MU: High prices offset some crop yield loss
Although 2012 has been challenging, Brown says, no long-lasting downturn is expected.
“Perhaps the largest lasting effect will be reductions in the cattle industry,” he says. “A lot depends on weather.” Fall rains can grow grass that will offset need for winter hay.
Brown also cautions that the report’s overall averages can mask financial hardships faced by individual farms. Drought was spotty in many localities.
“On average, Missouri agriculture remains amazingly resilient.”
For a copy of the seven-page report, go to web.missouri.edu/~browndo.
The report comes from a new analytical center, the Integrated Policy Group in the Division of Applied Social Sciences.
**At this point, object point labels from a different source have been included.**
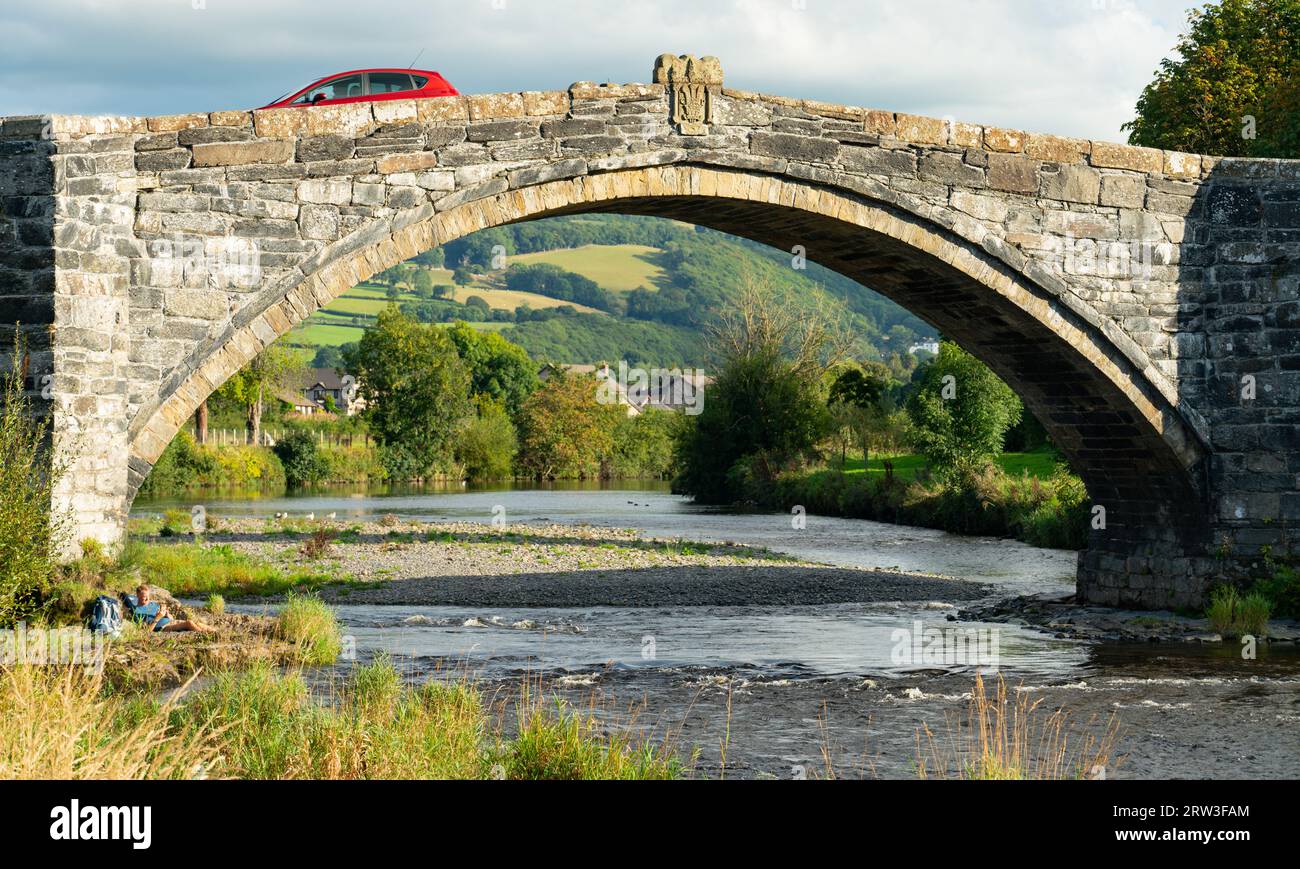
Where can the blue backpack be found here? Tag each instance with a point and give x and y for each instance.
(105, 617)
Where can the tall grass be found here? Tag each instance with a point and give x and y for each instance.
(1233, 614)
(376, 727)
(196, 569)
(1043, 511)
(29, 532)
(554, 742)
(56, 723)
(1012, 739)
(310, 625)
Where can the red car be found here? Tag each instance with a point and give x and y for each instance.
(368, 86)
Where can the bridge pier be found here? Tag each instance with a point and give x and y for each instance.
(1144, 303)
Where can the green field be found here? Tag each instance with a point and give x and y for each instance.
(316, 334)
(615, 267)
(1040, 463)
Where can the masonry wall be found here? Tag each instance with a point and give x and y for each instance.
(186, 243)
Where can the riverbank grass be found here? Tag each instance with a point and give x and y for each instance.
(313, 630)
(1235, 614)
(1005, 739)
(59, 723)
(261, 723)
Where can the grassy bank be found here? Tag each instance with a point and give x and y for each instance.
(1026, 496)
(261, 723)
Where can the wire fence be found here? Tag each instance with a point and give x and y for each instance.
(222, 437)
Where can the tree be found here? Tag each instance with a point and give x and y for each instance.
(30, 532)
(302, 458)
(961, 413)
(767, 406)
(1234, 87)
(272, 370)
(486, 446)
(498, 370)
(564, 432)
(858, 402)
(416, 392)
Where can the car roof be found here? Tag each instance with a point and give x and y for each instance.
(380, 69)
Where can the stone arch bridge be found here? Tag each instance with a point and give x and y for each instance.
(1144, 303)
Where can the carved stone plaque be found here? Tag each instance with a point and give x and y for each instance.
(692, 82)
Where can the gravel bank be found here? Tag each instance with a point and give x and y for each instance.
(570, 566)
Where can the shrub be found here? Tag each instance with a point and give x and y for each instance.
(1233, 614)
(1283, 591)
(486, 446)
(317, 545)
(300, 458)
(30, 534)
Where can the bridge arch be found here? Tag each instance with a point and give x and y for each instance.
(1109, 413)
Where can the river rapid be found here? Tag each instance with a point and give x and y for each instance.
(823, 688)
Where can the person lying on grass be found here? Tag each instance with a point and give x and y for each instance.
(155, 615)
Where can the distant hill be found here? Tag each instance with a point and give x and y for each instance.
(598, 288)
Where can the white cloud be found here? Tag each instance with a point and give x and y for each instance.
(1070, 66)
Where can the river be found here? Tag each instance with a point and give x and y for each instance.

All are in the MU College of Agriculture, Food and Natural Resources.
Drought was a doozy
Exceptionally hot, dry weather with extreme lack of rain hit Missouri farmers hard in 2012, cutting net farm income.
The MU authors of the “Missouri Farm Income Outlook 2012” gave background on that drought, the driest in six decades, back to 1953.
When looking at May, June and July, important months in the growing season, the shortage of rain was compared to a 30-year average, 1981 to 2010. Of 111 counties with complete rain records, every county had at least 20 percent less rain than normal. Half of Missouri counties had 40 percent, or less, of normal rainfall.
Drought occurs somewhere in Missouri almost every year, but in 2012 the drought hit statewide.
The results are an estimated corn yield of 75 bushels per acre. That’s down 45 percent compared to the 2004-11 average. Only Kentucky has a worse state average. Soybean yields in 2012 are projected at 38 bushels per acre, down 29 percent from the previous eight-year average.
Those two crops made up 45 percent of total cash farm receipts in 2011 in the state.